L’esigenza e l’urgenza di intervenire sono tanto più avvertite – e, in questa sede, consigliate – se sol si pensa, con una punta di incredulità, che, a fronte di una pandemia mondiale ancora in corso, l’Italia è l’unico Paese che risulta aver già intrapreso (non so più quante) inchieste giudiziarie.
Le aziende, e in particolare alcune figure, non solo apicali, hanno il dovere di comprendere che le misure devono essere adottate innanzitutto
VANNO SEGUITE CON SCRUPOLO LE NORMATIVE E COINVOLTE MAGGIORMENTE TUTTE LE FIGURE
per la salvaguardia della salute nei luoghi di lavoro, ma anche per tutelarsi a fronte di sicure vertenze giuslavoristiche, con probabili (anzi, certe) ripercussioni in materia di risarcimento danni oltre che di responsabilità penale.

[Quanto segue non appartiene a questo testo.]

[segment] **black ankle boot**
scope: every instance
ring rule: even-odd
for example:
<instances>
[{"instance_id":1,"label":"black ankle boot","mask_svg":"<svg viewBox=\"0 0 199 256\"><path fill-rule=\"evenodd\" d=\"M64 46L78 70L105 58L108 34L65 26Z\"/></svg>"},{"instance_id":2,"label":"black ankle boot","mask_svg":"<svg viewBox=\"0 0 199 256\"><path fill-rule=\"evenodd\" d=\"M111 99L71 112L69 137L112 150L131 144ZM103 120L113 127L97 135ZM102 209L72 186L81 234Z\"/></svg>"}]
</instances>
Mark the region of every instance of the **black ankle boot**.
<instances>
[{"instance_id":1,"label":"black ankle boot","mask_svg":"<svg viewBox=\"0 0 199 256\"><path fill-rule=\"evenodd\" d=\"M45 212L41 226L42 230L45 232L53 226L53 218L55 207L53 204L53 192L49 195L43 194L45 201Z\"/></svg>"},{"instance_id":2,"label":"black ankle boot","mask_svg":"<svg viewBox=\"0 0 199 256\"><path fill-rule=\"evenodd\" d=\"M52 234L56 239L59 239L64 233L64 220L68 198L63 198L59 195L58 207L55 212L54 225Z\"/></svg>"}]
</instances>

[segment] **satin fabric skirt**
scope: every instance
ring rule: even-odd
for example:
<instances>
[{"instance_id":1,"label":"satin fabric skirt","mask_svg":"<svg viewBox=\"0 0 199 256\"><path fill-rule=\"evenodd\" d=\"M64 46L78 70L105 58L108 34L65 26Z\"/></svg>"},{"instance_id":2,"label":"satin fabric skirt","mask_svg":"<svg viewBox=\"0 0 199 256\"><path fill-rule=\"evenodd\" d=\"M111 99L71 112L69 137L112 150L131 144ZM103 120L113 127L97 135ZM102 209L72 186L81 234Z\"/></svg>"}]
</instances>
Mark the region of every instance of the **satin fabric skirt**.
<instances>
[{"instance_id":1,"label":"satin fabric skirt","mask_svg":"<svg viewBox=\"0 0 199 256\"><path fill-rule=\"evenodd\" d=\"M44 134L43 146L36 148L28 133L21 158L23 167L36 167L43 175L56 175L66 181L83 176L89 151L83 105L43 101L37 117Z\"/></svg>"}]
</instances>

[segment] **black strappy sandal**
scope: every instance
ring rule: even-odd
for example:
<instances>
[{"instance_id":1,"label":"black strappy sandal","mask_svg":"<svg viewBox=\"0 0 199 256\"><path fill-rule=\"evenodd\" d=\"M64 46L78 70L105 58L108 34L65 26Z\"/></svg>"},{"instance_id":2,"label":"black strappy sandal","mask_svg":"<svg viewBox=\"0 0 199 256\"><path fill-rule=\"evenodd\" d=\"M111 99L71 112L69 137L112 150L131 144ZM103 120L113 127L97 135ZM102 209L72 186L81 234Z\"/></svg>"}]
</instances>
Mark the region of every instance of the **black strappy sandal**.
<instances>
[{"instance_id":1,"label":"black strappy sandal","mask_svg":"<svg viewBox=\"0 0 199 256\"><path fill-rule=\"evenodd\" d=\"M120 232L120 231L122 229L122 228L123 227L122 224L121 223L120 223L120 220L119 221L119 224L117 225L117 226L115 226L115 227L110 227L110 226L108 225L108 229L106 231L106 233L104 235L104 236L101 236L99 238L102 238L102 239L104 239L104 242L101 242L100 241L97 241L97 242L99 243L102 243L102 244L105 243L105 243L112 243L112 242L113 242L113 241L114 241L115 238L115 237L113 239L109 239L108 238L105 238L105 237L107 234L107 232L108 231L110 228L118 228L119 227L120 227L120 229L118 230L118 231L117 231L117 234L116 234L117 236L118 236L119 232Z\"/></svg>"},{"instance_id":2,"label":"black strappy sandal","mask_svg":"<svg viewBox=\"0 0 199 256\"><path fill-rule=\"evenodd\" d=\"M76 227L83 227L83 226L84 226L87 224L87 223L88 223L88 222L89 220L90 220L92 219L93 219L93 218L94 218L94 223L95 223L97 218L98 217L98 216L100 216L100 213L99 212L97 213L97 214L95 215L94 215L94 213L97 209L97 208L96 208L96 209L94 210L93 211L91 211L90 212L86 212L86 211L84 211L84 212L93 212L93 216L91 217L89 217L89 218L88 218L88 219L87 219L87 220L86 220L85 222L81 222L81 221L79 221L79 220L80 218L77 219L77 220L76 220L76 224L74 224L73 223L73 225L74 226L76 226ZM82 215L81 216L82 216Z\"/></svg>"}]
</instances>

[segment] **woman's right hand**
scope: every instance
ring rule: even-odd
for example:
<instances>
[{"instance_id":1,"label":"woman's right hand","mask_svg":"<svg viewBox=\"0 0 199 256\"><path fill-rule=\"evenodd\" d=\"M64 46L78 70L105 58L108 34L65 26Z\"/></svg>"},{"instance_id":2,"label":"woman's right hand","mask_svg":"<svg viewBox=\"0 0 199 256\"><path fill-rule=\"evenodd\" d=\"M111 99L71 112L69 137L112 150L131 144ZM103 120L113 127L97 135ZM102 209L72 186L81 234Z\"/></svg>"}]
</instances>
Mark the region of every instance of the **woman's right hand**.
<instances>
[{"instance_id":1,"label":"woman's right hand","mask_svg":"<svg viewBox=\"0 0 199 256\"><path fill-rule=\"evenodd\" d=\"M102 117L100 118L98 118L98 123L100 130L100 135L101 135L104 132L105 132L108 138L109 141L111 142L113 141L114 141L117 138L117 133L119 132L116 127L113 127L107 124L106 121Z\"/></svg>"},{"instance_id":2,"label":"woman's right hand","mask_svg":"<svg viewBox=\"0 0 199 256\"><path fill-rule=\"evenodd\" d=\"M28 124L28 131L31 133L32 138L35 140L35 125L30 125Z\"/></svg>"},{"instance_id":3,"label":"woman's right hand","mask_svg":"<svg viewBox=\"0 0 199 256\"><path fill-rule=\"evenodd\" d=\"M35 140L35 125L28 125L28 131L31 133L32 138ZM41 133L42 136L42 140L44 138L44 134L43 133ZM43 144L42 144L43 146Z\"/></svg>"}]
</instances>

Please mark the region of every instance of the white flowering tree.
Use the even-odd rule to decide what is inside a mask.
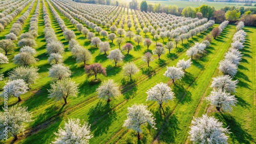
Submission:
[[[9,60],[7,56],[0,53],[0,64],[8,63]]]
[[[59,128],[53,143],[89,143],[89,140],[93,137],[90,134],[91,126],[88,123],[81,124],[80,119],[69,119],[65,122],[64,127]]]
[[[21,52],[13,57],[14,63],[20,66],[29,66],[36,62],[36,59],[29,53]]]
[[[5,108],[3,109],[4,111],[6,110]],[[7,119],[6,119],[6,117],[7,117]],[[3,132],[7,128],[7,135],[14,137],[14,140],[18,139],[17,135],[23,133],[26,130],[27,124],[33,121],[31,117],[32,114],[28,111],[28,107],[18,105],[10,107],[7,113],[6,111],[0,112],[0,139],[4,139],[5,138],[5,133]],[[5,123],[7,123],[7,126],[4,124]]]
[[[153,128],[157,129],[155,127],[155,118],[147,108],[146,106],[143,104],[135,104],[127,108],[127,119],[124,121],[123,127],[136,131],[138,134],[138,139],[140,139],[140,133],[142,132],[142,126],[148,123]]]
[[[197,54],[198,50],[195,46],[191,47],[187,51],[187,56],[191,57],[191,59],[193,60],[193,56]]]
[[[234,77],[238,71],[238,66],[232,61],[225,59],[220,62],[219,69],[225,75],[229,75],[231,77]]]
[[[49,98],[56,101],[64,100],[67,104],[68,97],[76,97],[78,93],[78,84],[71,81],[70,78],[64,78],[51,84],[51,89],[48,89]]]
[[[23,79],[30,88],[29,85],[38,78],[38,70],[36,67],[18,67],[8,73],[9,79],[10,80]]]
[[[232,81],[232,78],[228,75],[224,75],[212,78],[214,80],[210,86],[215,89],[221,89],[229,92],[236,92],[238,80]]]
[[[145,38],[143,41],[143,44],[144,45],[146,46],[147,50],[148,50],[148,47],[150,47],[150,45],[152,44],[152,43],[153,43],[152,40],[151,39],[147,38]]]
[[[233,63],[238,65],[242,60],[242,58],[240,56],[238,56],[230,52],[226,53],[224,57],[225,59],[231,61]]]
[[[139,69],[137,66],[132,62],[125,63],[123,66],[123,74],[125,76],[129,77],[132,80],[132,76],[139,72]]]
[[[167,70],[164,73],[164,76],[173,80],[174,83],[174,80],[179,80],[184,76],[185,73],[182,70],[181,67],[176,67],[175,66],[167,66]]]
[[[243,45],[243,43],[239,41],[235,41],[231,43],[231,46],[232,48],[236,49],[238,50],[242,50],[244,48],[244,45]]]
[[[172,89],[167,84],[160,83],[154,87],[147,90],[147,101],[157,101],[159,104],[159,109],[161,110],[163,102],[167,103],[168,101],[172,101],[175,97]]]
[[[228,136],[225,134],[230,132],[214,117],[204,114],[201,117],[194,118],[191,123],[188,138],[194,143],[227,144]]]
[[[181,67],[185,71],[185,69],[189,67],[192,64],[192,61],[191,61],[191,59],[189,59],[185,61],[184,59],[182,60],[179,60],[178,63],[177,63],[177,67]]]
[[[95,45],[96,47],[98,47],[98,45],[101,42],[101,40],[98,37],[94,37],[91,39],[91,44]]]
[[[221,89],[214,90],[211,91],[209,97],[206,98],[206,100],[210,102],[218,111],[221,108],[223,109],[224,111],[232,110],[231,106],[234,106],[238,101],[234,95],[231,95],[230,93],[226,92]]]
[[[124,57],[124,56],[119,49],[115,49],[110,51],[110,54],[107,57],[110,60],[114,60],[115,66],[116,66],[116,64],[118,62],[122,61]]]
[[[104,81],[96,89],[98,93],[98,97],[100,99],[108,100],[108,102],[110,102],[111,98],[118,96],[121,94],[121,92],[119,89],[117,84],[115,83],[113,80],[109,80]]]
[[[106,52],[110,50],[110,43],[108,41],[100,42],[99,44],[99,51],[104,52],[104,54],[106,54]]]
[[[165,53],[165,50],[163,46],[157,46],[156,49],[153,51],[153,54],[158,56],[158,59],[160,59],[160,57],[162,54]]]
[[[59,54],[51,54],[48,58],[48,63],[50,63],[50,64],[58,64],[62,62],[62,56]]]
[[[166,43],[165,45],[165,47],[169,51],[169,54],[170,52],[170,50],[174,49],[174,43],[170,41]]]
[[[116,38],[116,35],[114,33],[111,33],[108,35],[108,38],[111,40],[111,43],[113,43],[114,40]]]
[[[65,66],[62,63],[54,64],[49,68],[49,77],[61,80],[63,78],[68,78],[71,75],[71,71],[69,67]]]
[[[29,89],[28,84],[24,82],[23,79],[16,79],[12,81],[9,81],[4,87],[8,87],[8,98],[11,96],[18,98],[18,101],[22,101],[20,95],[27,92]],[[4,91],[1,94],[1,96],[4,97]]]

L’imprenditore ha quindi la possibilità di salvaguardare sé stesso e la propria attività economica solo attenendosi scrupolosamente alle disposizioni del T.U. 81/2008 e attuando efficacemente un Modello di organizzazione, gestione e controllo idoneo a presidiarne il rispetto.
In merito, gli adempimenti da attuare sono sostanzialmente tre: (i) immediato aggiornamento del Documento di valutazione dei rischi, con la specifica inclusione delle misure da adottare per fronteggiare il rischio pandemico; (ii) formazione continua e tracciata di tutto il personale; (iii) controllo, effettivo e documentato, del rispetto delle prescrizioni emanate in tema di sicurezza sul posto di lavoro.
Indispensabile, a mio avviso, si presenta il coinvolgimento del responsabile della sicurezza sul luogo di lavoro e, da non dimenticare, del medico competente che dovrà in qualche modo validare, con riferimento alle proprie competenze, le procedure emanate e le misure adottate.
Non è un caso che il ruolo del medico competente sia stato evidenziato anche nel recente “Protocollo condiviso di regolamentazione delle misure per il contrasto e il contenimento della diffusione del virus Covid-19 negli ambienti di lavoro”, come aggiornato dal Governo il 24 aprile scorso, di intesa con le Parti sociali.
Si ricordi, tuttavia, che una delle principali carenze che si riscontra nella valutazione dell’efficacia del sistema di controllo è quella della insufficiente formazione e, soprattutto, dei metodi attuati per correttamente documentarla.
Questa è una lacuna, purtroppo molto diffusa, così come molto frequente – seppur il trend appare volgere al meglio – è la deficitaria partecipazione, spesso solo formale, da parte degli Organismi di vigilanza alla migliore predisposizione e al più corretto funzionamento del sistema di internal control.
Svolgere bene le mansioni che ci vengono assegnate significa contribuire a creare sempre più un ambiente di lavoro responsabile, in cui ognuno si senta davvero parte integrante della realtà aziendale, da vivere con convinta partecipazione e non solo con passiva obbedienza.